Things have changed for 18-year-old elite basketball players. There are many more options and ways to get paid — NIL at a traditional college, G-League Ignite, Overtime Elite — while they wait the required year to enter the NBA Draft.
In a few years they may not have to wait — NBA Commissioner Adam Silver reiterated he favors dropping the NBA age limit to 18 and it will be part of the just-started discussions of a new CBA.
“I think, though, at this point, that as we sit down in our collective bargaining cycle, it will clearly be on the table,” Silver said in Las Vegas about reducing the age limit to 18. “I haven’t had the conversations directly with [players union executive director] Tamika Tremaglio or the union to know exactly where they stand on it and what other issues may become part of that discussion.”

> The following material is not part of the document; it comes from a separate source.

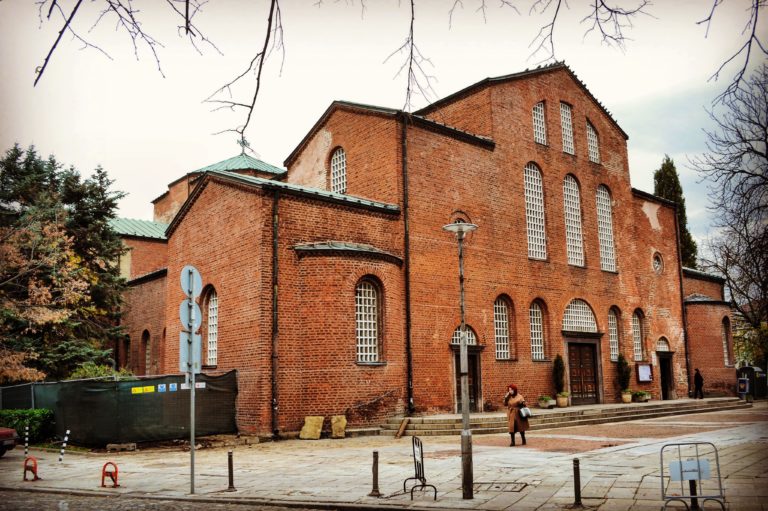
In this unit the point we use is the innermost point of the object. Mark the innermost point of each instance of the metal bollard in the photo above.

Not all players support reducing the age limit — it just brings more competition for the 450 NBA jobs — and not every NBA team loves the idea. Even with Silver’s backing, it may not have the support to become reality. However, NBA teams are far better at player development now than they were previously when players were going straight from high school to the NBA. The people who most support it — high school players in the NBA pipeline — don’t have a seat at the bargaining table.
Silver added that regardless of the age limit, the NBA needs to do more to invest in and grow youth basketball. However, he sees reducing the age limit as the right thing.
“I’m on record — when I balance all of these various considerations, I think [reducing the age limit] would be the right thing to do,” Silver said. “I am hopeful that that’s a change we make in this next collective bargaining cycle, which will happen in the next couple years.”